Indemnitee shall cooperate with the person, persons or entity making such 
determination with respect to Indemnitee's entitlement to indemnification, 
including

                                       3


providing to such person, persons or entity upon reasonable advance request any 
documentation or information which is not privileged or otherwise protected from
disclosure and which is reasonably available to Indemnitee and reasonably 
necessary to such determination. Any costs or expenses (including attorneys, 
fees and disbursements) incurred by Indemnitee in so cooperating with the 
person, persons or entity making such determination shall be borne by the 
Company (irrespective of the determination as to Indemnitee's entitlement to 
indemnification) and the Company hereby indemnifies and agrees to hold 
Indemnitee harmless therefrom.

        (c) In the event the determination of entitlement to indemnification is 
to be made by Independent Counsel pursuant to Section 8(b) hereof, the 
Independent Counsel shall be selected as provided in this Section 8(c). If a 
Change of Control shall not have occurred, the Independent Counsel shall be 
selected by the Board of Directors, and the Company shall give written notice to
Indemnitee advising him of the identity of the Independent Counsel so selected. 
If a Change of Control shall have occurred, the Independent Counsel shall be 
selected by Indemnitee (unless Indemnitee shall request that such selection be 
made by the Board of Directors, in which event the preceding sentence shall 
apply), and Indemnitee shall give written notice to the Company advising it of 
the identity of the Independent Counsel so selected. In either event, Indemnitee
or the Company, as the case may be, may, within 7 days after such written notice
of selection shall have been given, deliver to the Company or to Indemnitee, as 
the case may be, a written objection to such selection. Such objection may be 
asserted only on the ground that the Independent Counsel so selected does not 
meet the requirements of "Independent Counsel" as defined in Section 17 of this 
Agreement, and the objection shall set forth with particularity the factual 
basis of such assertion. If such written objection is made, the Independent 
Counsel so selected may not serve as Independent Counsel unless and until a 
court has determined that such objection is without merit. If, within 20 days 
after submission by Indemnitee of a written request for indemnification pursuant
to Section 8(a) hereof, no Independent Counsel shall have been selected without 
objection, either the Company or Indemnitee may petition the Court of Chancery 
of the State of Delaware or other court of competent jurisdiction for 
resolution of any objection which shall have been made by the Company or 
Indemnitee to the other's selection of Independent Counsel and/or for the 
appointment as Independent Counsel of a person selected by the Court or by such 
other person as the Court shall designate, and the person with respect to whom 
an objection is so resolved or the person so appointed shall act as Independent 
Counsel under Section 8(b) hereof. The Company shall pay any and all reasonable 
fees and expenses of Independent Counsel incurred by such Independent Counsel in
connection with acting pursuant to Section 8(b) hereof, and the Company shall 
pay all reasonable fees and expenses incident to the procedures of this Section 
8(c), regardless of the manner in which such Independent Counsel was selected or
appointed.  Upon the due commencement of any judicial proceeding or arbitration 
pursuant to Section 10(a)(iii) of this Agreement, Independent Counsel shall be 
discharged and relieved of any further responsibility in such capacity (subject 
to the applicable standards of professional conduct then prevailing).

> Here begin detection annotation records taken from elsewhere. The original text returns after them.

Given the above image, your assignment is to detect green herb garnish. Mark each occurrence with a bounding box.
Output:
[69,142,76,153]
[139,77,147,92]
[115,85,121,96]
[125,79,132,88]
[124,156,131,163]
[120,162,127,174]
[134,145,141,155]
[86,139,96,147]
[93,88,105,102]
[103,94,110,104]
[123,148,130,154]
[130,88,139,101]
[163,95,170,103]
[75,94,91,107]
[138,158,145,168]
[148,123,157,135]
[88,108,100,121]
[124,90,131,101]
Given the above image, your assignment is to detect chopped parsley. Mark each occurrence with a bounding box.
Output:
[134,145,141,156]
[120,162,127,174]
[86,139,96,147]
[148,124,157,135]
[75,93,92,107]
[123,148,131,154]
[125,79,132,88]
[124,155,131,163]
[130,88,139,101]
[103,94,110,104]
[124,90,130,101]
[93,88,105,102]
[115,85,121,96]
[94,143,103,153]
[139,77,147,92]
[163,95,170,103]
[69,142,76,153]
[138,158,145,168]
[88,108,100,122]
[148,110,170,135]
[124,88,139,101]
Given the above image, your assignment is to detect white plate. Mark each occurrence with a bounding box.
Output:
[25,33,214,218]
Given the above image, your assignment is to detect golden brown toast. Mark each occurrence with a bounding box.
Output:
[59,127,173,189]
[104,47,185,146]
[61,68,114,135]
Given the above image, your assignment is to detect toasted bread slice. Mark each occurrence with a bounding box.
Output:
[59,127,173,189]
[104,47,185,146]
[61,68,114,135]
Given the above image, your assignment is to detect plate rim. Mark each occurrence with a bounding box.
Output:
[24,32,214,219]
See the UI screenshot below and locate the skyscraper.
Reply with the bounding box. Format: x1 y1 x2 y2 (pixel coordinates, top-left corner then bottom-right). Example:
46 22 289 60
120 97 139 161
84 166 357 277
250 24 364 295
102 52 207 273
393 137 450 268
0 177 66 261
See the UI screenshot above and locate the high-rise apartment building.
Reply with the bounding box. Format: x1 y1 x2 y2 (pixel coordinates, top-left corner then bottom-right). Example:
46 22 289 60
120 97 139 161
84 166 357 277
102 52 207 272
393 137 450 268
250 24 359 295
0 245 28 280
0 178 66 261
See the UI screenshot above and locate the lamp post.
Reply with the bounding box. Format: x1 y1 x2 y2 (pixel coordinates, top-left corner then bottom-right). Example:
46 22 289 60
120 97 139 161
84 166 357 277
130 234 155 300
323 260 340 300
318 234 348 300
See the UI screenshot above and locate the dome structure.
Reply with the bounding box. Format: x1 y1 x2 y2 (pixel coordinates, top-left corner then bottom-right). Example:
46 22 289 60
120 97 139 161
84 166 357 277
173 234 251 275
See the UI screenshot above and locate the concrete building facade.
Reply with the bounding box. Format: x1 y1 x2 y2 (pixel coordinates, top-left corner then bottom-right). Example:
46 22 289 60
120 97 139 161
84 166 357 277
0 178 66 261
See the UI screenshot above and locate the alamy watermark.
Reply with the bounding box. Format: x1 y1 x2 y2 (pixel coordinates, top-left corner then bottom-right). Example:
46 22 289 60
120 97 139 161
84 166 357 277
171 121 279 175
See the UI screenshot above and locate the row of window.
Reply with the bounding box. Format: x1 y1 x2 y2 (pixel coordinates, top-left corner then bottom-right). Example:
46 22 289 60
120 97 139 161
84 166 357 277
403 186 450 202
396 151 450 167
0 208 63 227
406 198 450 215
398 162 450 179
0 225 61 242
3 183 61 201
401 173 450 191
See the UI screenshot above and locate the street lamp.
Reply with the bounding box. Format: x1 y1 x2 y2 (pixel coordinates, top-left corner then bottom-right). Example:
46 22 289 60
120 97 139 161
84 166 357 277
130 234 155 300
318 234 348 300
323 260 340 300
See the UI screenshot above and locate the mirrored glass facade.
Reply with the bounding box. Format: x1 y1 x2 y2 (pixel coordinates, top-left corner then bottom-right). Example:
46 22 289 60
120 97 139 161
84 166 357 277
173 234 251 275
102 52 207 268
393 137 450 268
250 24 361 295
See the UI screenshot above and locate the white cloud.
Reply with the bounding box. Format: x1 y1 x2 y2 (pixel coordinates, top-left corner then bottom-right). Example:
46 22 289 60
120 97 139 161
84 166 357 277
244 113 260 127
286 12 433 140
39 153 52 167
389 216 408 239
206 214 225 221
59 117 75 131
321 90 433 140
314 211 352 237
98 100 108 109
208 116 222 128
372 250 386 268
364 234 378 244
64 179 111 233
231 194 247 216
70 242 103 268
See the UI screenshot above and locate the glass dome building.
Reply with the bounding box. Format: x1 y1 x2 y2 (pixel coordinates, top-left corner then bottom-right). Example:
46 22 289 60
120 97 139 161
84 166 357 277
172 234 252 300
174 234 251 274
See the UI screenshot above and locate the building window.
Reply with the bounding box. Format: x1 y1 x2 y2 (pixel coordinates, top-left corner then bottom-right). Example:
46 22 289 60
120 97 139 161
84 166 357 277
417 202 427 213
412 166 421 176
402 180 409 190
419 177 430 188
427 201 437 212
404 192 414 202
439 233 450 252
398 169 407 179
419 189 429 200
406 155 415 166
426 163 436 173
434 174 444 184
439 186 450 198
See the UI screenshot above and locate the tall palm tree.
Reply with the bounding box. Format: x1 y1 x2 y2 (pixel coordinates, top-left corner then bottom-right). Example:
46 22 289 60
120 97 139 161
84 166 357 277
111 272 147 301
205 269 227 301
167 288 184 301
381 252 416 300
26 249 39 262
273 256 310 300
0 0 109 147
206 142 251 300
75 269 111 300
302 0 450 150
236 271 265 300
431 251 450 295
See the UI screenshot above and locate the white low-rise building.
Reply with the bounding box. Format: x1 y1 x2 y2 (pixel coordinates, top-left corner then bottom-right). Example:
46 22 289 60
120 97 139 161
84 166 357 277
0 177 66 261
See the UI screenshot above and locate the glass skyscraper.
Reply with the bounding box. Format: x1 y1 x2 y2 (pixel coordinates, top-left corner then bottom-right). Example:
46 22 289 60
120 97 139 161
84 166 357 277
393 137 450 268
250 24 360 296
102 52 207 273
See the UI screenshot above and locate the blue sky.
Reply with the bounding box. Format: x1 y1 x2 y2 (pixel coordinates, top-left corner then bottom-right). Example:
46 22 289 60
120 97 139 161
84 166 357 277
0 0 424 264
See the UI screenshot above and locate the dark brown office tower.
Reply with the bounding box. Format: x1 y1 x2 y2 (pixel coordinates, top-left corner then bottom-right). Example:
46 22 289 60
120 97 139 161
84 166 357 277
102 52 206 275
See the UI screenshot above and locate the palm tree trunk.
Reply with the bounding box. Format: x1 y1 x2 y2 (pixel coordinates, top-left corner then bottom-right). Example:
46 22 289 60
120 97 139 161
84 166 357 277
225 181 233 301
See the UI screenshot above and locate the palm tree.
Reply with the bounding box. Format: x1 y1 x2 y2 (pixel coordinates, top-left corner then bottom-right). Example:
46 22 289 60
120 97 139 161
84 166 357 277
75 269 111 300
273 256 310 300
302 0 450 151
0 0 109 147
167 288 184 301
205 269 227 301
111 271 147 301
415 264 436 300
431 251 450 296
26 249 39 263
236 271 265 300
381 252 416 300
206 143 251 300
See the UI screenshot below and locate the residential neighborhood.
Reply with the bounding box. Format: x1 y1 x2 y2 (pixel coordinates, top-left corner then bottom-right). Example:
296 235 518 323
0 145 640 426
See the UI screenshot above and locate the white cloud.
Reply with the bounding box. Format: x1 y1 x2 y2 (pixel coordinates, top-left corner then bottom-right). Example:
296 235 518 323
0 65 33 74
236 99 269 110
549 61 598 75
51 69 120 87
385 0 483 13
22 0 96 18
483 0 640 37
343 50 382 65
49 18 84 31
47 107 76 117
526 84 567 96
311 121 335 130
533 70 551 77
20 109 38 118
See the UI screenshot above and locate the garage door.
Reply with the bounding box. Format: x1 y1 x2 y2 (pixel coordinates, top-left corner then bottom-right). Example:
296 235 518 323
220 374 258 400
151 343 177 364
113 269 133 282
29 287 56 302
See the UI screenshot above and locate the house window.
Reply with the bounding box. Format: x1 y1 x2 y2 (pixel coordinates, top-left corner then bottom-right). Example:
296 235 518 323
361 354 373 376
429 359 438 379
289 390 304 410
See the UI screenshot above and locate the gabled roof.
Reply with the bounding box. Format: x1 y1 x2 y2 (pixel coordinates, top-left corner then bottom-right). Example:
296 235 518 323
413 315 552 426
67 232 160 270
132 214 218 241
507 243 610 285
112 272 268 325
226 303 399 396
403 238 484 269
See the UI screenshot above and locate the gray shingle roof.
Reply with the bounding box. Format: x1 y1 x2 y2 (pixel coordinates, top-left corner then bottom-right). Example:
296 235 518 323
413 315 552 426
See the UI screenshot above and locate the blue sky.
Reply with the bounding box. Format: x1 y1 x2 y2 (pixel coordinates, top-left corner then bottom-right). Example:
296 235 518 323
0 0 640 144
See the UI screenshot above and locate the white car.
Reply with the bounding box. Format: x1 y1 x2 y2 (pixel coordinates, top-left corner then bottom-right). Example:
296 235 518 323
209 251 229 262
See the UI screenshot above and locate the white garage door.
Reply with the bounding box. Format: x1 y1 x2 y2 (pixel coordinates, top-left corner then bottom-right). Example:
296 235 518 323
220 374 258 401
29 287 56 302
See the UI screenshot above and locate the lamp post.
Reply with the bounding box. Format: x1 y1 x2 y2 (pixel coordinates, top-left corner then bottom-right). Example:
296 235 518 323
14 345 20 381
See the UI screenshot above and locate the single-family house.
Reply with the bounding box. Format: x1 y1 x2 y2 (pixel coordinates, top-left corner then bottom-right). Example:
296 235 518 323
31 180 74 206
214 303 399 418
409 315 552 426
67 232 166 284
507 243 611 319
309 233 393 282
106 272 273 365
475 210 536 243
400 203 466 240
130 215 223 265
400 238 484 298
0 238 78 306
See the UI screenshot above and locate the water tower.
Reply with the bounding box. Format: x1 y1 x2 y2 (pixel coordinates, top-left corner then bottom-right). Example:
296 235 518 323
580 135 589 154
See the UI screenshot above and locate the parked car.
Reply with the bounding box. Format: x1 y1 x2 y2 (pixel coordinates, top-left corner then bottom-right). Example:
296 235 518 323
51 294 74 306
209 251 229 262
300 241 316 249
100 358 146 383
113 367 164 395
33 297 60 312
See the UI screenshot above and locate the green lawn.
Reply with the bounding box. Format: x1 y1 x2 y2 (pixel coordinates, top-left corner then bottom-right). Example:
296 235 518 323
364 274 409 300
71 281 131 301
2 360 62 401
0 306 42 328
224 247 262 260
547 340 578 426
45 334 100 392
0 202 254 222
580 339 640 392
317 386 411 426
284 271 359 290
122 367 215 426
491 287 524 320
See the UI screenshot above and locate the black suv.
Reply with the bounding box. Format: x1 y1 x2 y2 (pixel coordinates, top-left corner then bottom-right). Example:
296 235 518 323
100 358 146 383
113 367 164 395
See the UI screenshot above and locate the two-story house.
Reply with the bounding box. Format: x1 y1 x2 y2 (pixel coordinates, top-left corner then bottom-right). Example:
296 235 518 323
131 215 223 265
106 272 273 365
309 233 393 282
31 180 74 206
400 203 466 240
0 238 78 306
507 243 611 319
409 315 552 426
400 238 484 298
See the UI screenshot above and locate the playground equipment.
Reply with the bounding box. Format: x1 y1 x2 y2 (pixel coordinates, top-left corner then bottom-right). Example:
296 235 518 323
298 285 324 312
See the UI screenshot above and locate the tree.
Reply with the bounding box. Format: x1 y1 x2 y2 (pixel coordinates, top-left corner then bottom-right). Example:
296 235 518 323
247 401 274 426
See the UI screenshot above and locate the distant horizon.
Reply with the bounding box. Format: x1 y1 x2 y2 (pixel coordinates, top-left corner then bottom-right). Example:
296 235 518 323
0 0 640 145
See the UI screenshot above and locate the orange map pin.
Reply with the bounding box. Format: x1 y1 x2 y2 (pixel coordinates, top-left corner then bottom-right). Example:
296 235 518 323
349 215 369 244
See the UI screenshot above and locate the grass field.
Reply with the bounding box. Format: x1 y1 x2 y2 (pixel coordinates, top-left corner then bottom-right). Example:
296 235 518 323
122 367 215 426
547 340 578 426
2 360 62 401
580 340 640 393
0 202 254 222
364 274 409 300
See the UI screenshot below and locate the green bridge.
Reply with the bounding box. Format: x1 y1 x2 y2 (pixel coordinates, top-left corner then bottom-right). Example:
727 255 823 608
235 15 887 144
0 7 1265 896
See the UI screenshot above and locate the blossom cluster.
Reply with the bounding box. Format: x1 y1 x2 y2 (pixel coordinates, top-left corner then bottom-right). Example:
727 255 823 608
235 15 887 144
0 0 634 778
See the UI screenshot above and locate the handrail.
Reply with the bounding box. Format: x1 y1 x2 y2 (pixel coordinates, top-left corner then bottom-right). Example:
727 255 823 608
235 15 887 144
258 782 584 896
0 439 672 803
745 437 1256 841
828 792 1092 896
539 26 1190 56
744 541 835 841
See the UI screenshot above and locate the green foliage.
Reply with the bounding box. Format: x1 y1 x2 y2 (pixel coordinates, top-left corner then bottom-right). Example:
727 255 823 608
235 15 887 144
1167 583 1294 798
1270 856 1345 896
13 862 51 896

                                       4

 

    Section 9.  Presumptions and Effect of Certain Proceedings.

        (a) In making a determination with respect to entitlement to
indemnification hereunder, the person or persons or entity making such
determination shall presume that Indemnitee is entitled to indemnification under
this Agreement if Indemnitee has submitted a request for indemnification in
accordance with Section 8(a) of this Agreement, and the Company shall have the
burden of proof to overcome that presumption in connection with the making by
any person, persons or entity of any determination contrary to that presumption.

        (b) If the person, persons or entity empowered or selected under Section
8 of this Agreement to determine whether Indemnitee is entitled to 
indemnification shall not have made a determination within 60 days after receipt
by the Company of the request therefor, the requisite determination of 
entitlement to indemnification shall be deemed to have been made and Indemnitee
shall be entitled to such indemnification, absent (i) a misstatement by
Indemnitee of a material fact, or an omission of a material fact necessary to
make Indemnitee's statement not materially misleading, in connection with the
request for indemnification, or (ii) a prohibition of such indemnification under
applicable law; provided, however, that such 60-day period may be extended for a
reasonable time, not to exceed an additional 30 days, if the person, persons or
entity making the determination with respect to entitlement to indemnification
in good faith requires such additional time for the obtaining or evaluating of
documentation and/or information relating thereto; and provided, further, that
the foregoing provisions of this Section 9(b) shall not apply (i) if the
determination of entitlement to indemnification is to be made by the
stockholders pursuant to Section 8(b) of this Agreement and if (A) within 15
days after receipt by the Company of the request for such determination the
Board of Directors has resolved to submit such determination to the stockholders
for their consideration at an annual meeting thereof to be held within 75 days
after such receipt and such determination is made thereat, or (B) a special
meeting of stockholders is called within 15 days after such receipt for the
purpose of making such determination, such meeting is held for such purpose
within 60 days after having been so called and such determination is made
thereat, or (ii) if the determination of entitlement to indemnification is to be
made by Independent Counsel pursuant to Section 8(b) of this Agreement.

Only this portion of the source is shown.